Due volumi non recentissimi, ma di notevole importanza per la capacità di , focalizzare la situazione socio-economica di quei paesi, sono Soviet Politics and Society in the 1970’s, di H.W. Morton e R.L. Tokes, e The Economic History of Eastern Europe 1919-1975 di M.C. Kaser. Nei due libri viene spiegata con stile chiaro e asciutto, la situazione precaria dei diritti umani e il controllo pressoché totale dello Stato sulla vita dei cittadini. Negli anni ’70 quello che sembrava un sistema economico stabilizzato, sarebbe esploso con tutte le sue storture e contraddizioni già alla fine del decennio successivo a causa dei primi effetti concreti della globalizzazione sulle logiche produttive e redistributive e per la forte fase espansiva dell’economia mondiale, che aumentò a dismisura la disparità di sviluppo e di benessere tra l’Europa Occidentale e quella Orientale.

 

Il volume di G. Markov, The Truth that Killed, denuncia le reali condizioni di vita delle popolazioni delle democrazie popolari agli inizi degli anni ’80, accusando i partiti comunisti occidentali di nascondere consapevolmente agli occhi dell’opinione pubblica il massacro sociale dei regimi e il diffuso sistema di corruzione delle classi dirigenti e dell’alta burocrazia di potere.

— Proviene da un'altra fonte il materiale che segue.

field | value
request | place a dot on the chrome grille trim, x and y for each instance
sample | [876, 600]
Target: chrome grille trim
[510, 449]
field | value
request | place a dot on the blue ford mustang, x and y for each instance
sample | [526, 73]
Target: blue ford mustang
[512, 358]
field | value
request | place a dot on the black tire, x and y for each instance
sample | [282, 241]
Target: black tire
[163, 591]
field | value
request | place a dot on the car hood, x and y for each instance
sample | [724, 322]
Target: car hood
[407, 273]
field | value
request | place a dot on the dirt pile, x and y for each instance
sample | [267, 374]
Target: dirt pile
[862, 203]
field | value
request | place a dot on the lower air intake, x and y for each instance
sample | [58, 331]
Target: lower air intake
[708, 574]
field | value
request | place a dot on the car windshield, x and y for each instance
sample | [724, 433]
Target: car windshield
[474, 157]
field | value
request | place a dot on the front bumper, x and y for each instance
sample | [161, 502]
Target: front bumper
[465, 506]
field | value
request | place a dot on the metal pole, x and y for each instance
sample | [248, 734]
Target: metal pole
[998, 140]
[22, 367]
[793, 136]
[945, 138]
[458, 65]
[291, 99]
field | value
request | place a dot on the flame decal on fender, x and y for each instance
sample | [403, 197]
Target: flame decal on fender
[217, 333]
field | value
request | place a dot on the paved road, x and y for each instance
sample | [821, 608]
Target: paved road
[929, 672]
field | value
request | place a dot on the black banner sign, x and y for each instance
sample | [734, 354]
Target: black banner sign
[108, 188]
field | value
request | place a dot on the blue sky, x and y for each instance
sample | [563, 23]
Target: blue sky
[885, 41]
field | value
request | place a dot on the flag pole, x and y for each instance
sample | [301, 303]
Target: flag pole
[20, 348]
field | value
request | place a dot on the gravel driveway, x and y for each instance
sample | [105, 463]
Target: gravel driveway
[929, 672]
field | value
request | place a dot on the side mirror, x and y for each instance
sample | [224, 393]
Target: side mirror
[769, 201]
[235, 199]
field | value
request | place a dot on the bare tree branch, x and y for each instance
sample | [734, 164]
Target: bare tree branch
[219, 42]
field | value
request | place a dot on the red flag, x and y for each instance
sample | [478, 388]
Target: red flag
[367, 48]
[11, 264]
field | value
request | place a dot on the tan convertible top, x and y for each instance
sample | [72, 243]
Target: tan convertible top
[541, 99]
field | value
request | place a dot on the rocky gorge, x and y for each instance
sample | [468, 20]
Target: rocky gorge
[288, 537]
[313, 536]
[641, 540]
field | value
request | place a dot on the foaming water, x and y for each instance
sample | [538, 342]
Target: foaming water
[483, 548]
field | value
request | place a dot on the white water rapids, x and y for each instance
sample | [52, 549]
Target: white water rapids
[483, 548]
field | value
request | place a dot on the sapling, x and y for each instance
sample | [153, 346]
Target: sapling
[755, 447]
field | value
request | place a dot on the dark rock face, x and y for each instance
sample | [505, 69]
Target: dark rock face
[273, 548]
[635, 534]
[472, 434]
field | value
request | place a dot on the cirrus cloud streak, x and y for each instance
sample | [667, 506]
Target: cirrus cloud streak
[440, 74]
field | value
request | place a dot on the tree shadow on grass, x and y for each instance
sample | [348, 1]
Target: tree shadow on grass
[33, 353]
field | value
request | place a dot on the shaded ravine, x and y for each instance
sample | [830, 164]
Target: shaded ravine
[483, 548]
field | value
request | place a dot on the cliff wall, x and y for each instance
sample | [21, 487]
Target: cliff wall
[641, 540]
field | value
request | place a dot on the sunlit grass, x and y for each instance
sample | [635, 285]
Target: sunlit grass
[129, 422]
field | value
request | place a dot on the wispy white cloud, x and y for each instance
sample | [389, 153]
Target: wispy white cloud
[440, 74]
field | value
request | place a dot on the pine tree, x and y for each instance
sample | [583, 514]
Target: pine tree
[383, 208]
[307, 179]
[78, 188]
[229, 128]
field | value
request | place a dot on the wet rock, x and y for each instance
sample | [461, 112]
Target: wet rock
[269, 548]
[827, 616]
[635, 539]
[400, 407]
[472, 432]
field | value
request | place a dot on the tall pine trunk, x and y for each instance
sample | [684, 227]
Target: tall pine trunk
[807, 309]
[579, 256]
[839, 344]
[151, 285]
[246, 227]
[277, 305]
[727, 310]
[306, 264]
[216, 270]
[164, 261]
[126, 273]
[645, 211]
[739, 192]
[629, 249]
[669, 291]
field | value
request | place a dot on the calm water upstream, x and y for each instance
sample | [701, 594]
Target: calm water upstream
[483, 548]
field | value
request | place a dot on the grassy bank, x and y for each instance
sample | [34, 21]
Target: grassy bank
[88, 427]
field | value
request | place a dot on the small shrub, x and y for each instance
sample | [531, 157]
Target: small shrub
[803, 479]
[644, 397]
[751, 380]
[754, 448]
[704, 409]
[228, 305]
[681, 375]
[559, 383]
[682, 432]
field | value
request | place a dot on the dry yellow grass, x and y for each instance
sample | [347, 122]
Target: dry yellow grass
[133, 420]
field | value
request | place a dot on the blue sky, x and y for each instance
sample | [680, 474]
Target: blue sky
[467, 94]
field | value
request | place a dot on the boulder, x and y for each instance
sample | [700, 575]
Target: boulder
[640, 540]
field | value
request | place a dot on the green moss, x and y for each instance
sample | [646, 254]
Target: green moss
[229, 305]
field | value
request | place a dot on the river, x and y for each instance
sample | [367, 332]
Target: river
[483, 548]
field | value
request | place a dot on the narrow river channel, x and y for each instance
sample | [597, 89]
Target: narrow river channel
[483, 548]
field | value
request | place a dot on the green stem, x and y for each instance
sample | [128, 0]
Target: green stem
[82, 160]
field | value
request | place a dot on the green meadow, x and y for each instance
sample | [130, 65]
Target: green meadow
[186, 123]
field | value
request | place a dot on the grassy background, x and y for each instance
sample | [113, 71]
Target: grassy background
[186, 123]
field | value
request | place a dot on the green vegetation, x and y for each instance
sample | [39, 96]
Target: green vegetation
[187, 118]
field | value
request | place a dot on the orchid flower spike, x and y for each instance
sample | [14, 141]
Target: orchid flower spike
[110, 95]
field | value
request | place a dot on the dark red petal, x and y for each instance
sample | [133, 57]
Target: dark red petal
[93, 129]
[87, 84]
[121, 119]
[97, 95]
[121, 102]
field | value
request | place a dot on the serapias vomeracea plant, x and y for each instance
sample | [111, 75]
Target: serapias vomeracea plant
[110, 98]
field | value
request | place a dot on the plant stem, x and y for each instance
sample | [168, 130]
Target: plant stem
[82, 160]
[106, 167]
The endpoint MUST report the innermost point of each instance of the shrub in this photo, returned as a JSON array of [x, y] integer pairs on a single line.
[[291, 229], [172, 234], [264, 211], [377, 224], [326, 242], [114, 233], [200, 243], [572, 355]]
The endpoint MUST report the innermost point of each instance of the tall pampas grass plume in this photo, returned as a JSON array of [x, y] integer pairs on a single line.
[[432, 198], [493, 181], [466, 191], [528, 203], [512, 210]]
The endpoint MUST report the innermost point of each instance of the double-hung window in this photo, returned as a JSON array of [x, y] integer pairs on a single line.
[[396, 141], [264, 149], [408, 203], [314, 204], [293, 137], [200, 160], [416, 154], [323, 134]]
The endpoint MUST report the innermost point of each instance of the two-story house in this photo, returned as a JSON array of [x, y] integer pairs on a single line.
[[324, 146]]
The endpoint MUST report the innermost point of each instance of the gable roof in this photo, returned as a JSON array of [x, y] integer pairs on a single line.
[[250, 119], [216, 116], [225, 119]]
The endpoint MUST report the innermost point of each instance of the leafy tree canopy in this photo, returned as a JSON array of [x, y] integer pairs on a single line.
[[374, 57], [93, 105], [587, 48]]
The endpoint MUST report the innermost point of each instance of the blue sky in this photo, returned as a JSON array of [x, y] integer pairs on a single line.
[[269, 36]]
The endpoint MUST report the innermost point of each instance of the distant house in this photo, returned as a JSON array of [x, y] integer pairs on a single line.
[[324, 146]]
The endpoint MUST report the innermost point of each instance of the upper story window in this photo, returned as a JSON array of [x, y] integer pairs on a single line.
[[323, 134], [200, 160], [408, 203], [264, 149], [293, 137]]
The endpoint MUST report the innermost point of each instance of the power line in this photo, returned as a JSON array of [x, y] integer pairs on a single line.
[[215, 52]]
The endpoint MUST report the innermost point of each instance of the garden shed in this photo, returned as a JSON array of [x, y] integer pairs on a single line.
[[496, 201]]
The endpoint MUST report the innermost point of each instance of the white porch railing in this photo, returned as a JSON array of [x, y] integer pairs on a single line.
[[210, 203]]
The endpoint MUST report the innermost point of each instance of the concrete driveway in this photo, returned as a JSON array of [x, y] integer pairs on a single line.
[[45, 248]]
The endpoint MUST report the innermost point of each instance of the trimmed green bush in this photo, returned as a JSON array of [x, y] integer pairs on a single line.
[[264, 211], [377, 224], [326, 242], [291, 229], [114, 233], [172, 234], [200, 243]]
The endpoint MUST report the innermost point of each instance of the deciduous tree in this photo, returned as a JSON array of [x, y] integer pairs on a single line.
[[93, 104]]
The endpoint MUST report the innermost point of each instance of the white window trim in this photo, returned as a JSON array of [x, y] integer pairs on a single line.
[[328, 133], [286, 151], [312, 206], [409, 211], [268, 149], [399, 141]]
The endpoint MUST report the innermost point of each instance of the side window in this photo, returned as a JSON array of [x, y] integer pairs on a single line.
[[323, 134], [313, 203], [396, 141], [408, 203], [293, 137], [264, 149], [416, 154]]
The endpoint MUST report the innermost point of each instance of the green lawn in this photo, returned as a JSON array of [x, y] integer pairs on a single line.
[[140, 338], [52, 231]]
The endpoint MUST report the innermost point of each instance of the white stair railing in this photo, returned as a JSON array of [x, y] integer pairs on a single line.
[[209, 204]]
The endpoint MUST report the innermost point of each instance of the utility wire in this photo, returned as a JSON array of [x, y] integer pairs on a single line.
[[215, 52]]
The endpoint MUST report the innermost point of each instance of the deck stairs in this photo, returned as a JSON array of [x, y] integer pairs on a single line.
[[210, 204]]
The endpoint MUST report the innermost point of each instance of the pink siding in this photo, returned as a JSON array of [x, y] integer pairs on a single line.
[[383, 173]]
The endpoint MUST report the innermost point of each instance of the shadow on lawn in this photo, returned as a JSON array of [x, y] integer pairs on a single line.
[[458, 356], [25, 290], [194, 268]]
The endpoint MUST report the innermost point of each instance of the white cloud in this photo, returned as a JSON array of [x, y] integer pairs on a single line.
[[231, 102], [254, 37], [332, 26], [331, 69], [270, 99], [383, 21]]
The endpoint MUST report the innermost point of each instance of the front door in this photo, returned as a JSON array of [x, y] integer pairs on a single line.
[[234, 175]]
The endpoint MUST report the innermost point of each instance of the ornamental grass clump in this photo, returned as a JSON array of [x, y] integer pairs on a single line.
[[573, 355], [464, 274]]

Czechoslovakia, 1918-92. A Laboratori for Social Change, descrive egregiamente il quadro politico, sociale ed economico della Cecoslovacchia e fa una cronistoria puntuale degli avvenimenti che portarono al crollo del regime comunista e all’avvento della democrazia, contestualmente alla separazione in due Stati, Slovacchia e Repubblica Ceca.

 

Un libro che spiega come la politica economica adottata nella Germania Orientale portò alla caduta del regime proprio quando il sistema dirigista sembrava poter sopportare meglio degli altri l’impatto dello sviluppo dell’Occidente, è The Politics of Economic Declin in East Germany, 1945-1989, di K. Kopstein. Particolare emozione suscitano le pagine che descrivono le prime ore in cui il Muro viene attraversato da moltissimi ragazzi senza più il timore di venire uccisi da un colpo di fucile di fabbricazione sovietica.

 

Chissà se la battaglia (vinta) per istituire la festa del Giorno della Libertà diverrà un  libro. Materiale ce ne sarebbe davvero tanto.